Nach vielen Spielen und Tänzen führte der Waldzauber das Pferd zu einer geheimen Lichtung, auf der Blumen wuchsen, die nur nachts ihre Blüten öffneten. Sie glühten wie kleine Lampen und verströmten einen süßen Duft, der alle müde und friedlich machte. Die Elfen kuschelten sich in die Blüten, die Eichhörnchen rollten sich auf Moospolstern zusammen, und die Eulen sangen ein Schlaflied, das sanft durch die Zweige wehte.

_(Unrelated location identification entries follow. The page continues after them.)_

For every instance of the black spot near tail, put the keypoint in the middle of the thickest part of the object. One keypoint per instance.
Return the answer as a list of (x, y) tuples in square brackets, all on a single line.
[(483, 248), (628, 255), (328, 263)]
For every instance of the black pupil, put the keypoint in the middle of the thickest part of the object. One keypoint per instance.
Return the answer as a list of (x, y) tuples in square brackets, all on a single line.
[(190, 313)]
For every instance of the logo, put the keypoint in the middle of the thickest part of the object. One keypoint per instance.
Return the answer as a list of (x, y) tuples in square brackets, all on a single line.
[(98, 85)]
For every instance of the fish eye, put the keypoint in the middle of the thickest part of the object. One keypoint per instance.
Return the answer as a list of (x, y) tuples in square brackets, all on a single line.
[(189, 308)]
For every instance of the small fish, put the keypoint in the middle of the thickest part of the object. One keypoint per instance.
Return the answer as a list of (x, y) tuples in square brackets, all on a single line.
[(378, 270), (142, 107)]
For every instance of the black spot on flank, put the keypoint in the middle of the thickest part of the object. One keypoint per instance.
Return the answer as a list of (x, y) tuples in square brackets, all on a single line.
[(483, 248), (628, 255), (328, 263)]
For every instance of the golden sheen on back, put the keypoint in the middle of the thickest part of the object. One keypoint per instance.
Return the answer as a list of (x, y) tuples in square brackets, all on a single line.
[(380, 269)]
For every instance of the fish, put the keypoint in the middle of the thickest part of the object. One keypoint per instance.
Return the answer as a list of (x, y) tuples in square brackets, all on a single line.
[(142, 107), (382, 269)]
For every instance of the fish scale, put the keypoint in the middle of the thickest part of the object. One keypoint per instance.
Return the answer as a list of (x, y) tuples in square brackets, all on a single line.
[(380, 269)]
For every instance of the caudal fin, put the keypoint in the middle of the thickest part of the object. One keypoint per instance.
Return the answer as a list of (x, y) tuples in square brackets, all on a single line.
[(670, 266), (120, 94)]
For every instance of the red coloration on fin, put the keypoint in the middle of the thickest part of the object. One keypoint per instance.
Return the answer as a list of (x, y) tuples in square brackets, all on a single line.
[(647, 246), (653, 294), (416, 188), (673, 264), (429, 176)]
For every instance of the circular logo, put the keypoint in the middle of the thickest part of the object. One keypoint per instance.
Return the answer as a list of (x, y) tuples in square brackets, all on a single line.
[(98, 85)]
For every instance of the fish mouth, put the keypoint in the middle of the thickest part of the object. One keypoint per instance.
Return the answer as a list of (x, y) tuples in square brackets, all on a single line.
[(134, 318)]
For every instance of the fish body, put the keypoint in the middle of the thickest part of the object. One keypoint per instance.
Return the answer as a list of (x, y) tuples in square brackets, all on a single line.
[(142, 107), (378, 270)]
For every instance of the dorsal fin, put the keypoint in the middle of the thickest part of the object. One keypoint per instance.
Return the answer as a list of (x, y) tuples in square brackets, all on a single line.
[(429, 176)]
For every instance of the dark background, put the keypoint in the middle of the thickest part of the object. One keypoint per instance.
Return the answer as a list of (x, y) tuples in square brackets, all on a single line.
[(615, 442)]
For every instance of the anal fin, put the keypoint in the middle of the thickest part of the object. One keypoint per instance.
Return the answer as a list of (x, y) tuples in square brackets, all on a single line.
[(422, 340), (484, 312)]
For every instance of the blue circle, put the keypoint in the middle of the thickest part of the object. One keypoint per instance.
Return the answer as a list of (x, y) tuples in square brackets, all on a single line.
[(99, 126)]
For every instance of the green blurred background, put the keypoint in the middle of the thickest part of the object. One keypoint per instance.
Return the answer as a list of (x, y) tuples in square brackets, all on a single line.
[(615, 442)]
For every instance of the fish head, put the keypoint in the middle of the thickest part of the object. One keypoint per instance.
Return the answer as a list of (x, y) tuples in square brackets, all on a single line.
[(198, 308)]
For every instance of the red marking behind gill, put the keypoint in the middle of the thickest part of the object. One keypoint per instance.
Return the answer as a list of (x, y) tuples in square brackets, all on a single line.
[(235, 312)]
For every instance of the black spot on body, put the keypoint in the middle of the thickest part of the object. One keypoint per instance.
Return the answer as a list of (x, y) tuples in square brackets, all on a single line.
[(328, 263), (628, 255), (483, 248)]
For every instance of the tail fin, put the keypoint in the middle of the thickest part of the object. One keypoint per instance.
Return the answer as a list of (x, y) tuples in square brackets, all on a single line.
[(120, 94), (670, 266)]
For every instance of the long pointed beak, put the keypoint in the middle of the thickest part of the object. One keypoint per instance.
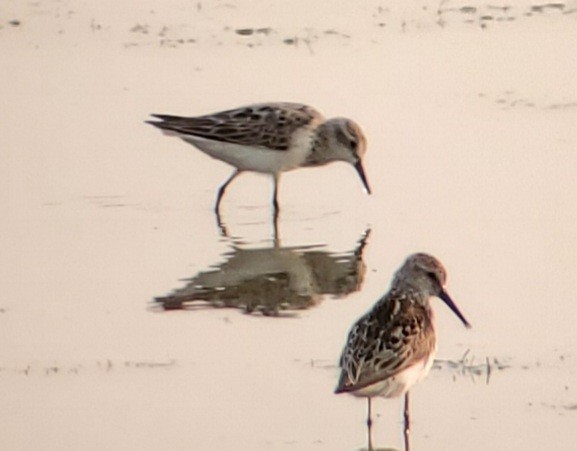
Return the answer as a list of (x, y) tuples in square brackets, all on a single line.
[(447, 300), (361, 172)]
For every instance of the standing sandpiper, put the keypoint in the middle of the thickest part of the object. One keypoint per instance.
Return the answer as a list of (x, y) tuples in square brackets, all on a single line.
[(270, 138), (393, 346)]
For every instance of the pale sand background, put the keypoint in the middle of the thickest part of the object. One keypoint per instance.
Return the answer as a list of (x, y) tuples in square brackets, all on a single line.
[(470, 113)]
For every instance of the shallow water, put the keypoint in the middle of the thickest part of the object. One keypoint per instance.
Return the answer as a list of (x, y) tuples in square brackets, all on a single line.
[(471, 157)]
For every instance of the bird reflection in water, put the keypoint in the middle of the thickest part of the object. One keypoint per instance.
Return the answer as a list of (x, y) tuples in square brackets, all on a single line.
[(275, 281)]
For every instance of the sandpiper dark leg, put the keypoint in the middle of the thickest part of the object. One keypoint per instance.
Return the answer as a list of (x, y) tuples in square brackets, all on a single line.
[(222, 190), (276, 179), (407, 422), (369, 425)]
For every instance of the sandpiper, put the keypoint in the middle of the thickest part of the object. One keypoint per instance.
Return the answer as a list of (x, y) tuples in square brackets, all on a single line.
[(393, 345), (270, 138)]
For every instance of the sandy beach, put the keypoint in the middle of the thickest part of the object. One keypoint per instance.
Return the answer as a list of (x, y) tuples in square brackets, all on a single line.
[(130, 322)]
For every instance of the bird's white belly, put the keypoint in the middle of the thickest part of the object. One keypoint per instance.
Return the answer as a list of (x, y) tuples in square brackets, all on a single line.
[(257, 159), (401, 382)]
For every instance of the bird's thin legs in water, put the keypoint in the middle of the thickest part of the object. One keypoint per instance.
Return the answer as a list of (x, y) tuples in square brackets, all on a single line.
[(219, 196), (276, 179), (222, 190), (407, 422), (369, 425)]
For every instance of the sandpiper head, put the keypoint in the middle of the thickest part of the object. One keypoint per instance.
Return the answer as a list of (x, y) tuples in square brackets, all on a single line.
[(343, 140), (426, 274)]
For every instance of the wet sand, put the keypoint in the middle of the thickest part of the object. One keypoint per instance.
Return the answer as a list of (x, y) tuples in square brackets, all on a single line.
[(470, 115)]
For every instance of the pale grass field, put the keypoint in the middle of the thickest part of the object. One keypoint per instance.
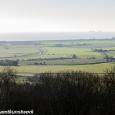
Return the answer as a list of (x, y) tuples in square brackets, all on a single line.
[(31, 70)]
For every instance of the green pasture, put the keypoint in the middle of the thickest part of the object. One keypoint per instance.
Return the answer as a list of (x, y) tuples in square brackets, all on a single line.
[(63, 62), (80, 52), (108, 48), (32, 69), (25, 50)]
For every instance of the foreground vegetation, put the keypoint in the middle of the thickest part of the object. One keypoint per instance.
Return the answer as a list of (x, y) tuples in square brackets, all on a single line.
[(66, 93)]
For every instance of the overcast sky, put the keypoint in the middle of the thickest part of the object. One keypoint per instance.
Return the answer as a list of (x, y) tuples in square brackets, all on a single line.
[(57, 15)]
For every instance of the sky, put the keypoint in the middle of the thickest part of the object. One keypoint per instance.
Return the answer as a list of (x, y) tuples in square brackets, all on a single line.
[(57, 15)]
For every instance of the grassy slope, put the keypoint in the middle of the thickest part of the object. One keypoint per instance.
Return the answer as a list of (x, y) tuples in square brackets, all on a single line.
[(97, 68)]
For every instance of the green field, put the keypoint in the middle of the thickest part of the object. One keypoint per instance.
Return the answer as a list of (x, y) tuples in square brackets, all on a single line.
[(84, 53), (32, 69)]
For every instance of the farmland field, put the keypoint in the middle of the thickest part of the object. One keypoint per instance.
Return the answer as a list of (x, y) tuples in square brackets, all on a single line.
[(59, 58), (31, 69)]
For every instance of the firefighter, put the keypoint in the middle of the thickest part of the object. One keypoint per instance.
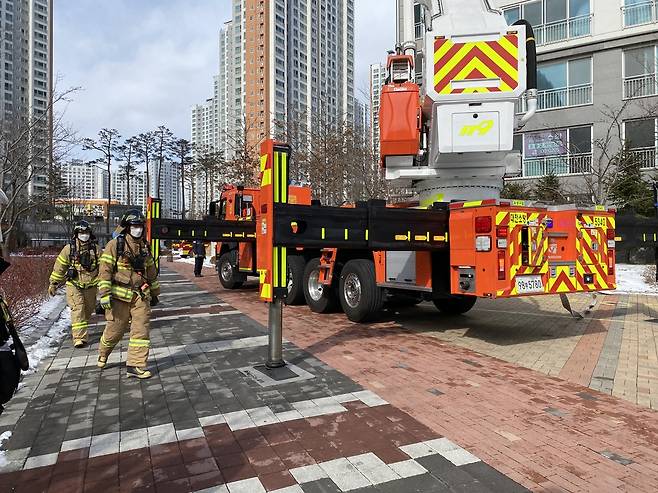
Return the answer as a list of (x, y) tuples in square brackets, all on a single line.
[(199, 251), (77, 266), (128, 288)]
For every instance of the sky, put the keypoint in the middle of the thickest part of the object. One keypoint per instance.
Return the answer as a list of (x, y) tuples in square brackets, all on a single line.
[(138, 64)]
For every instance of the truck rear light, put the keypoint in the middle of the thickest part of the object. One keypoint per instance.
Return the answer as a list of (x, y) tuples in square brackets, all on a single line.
[(501, 265), (483, 243), (483, 224)]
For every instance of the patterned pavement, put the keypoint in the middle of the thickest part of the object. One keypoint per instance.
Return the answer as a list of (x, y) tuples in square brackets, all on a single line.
[(212, 419), (518, 383)]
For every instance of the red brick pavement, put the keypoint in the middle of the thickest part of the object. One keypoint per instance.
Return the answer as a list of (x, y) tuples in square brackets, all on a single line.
[(545, 432)]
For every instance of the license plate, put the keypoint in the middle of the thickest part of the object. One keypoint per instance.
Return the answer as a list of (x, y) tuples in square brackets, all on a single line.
[(529, 284)]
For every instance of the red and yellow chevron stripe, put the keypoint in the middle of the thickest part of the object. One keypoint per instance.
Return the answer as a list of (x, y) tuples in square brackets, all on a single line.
[(476, 61)]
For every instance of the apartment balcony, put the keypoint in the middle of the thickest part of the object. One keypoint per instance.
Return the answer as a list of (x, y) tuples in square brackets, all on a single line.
[(640, 86), (575, 164), (639, 14), (554, 32), (647, 157), (560, 98)]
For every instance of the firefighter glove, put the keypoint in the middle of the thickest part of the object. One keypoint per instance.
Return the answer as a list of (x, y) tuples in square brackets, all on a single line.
[(106, 302)]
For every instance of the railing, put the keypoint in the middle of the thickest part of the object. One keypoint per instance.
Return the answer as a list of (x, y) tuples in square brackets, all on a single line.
[(640, 86), (639, 13), (646, 157), (559, 98), (558, 165), (554, 32)]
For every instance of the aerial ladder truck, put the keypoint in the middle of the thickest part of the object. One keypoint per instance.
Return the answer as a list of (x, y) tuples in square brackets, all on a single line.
[(450, 141)]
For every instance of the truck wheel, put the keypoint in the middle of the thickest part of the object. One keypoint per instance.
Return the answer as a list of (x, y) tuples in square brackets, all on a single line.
[(296, 266), (319, 298), (228, 277), (360, 297), (455, 305)]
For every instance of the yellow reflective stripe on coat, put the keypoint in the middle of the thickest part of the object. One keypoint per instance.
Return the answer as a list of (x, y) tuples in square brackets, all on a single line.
[(139, 343)]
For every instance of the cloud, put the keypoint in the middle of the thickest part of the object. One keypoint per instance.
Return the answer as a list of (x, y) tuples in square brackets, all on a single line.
[(143, 63)]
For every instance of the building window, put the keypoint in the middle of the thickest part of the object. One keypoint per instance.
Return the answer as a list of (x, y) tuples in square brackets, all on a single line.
[(554, 20), (565, 83), (641, 140), (640, 75), (638, 12), (566, 151)]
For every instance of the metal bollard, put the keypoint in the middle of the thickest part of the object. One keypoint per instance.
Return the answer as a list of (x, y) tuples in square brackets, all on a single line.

Der Wald flüsterte leise: „Nun ruhe dich aus, kleines Pferd. Der Waldzauber wird dich immer beschützen, solange du dein Herz offen hältst.“
Langsam kehrte das Pferd zurück zu seiner Herde. Es legte sich in das Gras der Wiese, während im Hintergrund der Wald geheimnisvoll glitzerte. Doch in seinen Träumen galoppierte es weiter durch die funkelnden Lichtungen, flog über die Baumwipfel und lachte mit den Elfen, während der Waldzauber still über es wachte.
So schlief das fliegende Pferd glücklich und geborgen ein, und es wusste: Jeder Abend würde ein neues Abenteuer bringen, solange der Wald seine Zauberkräfte mit ihm teilte.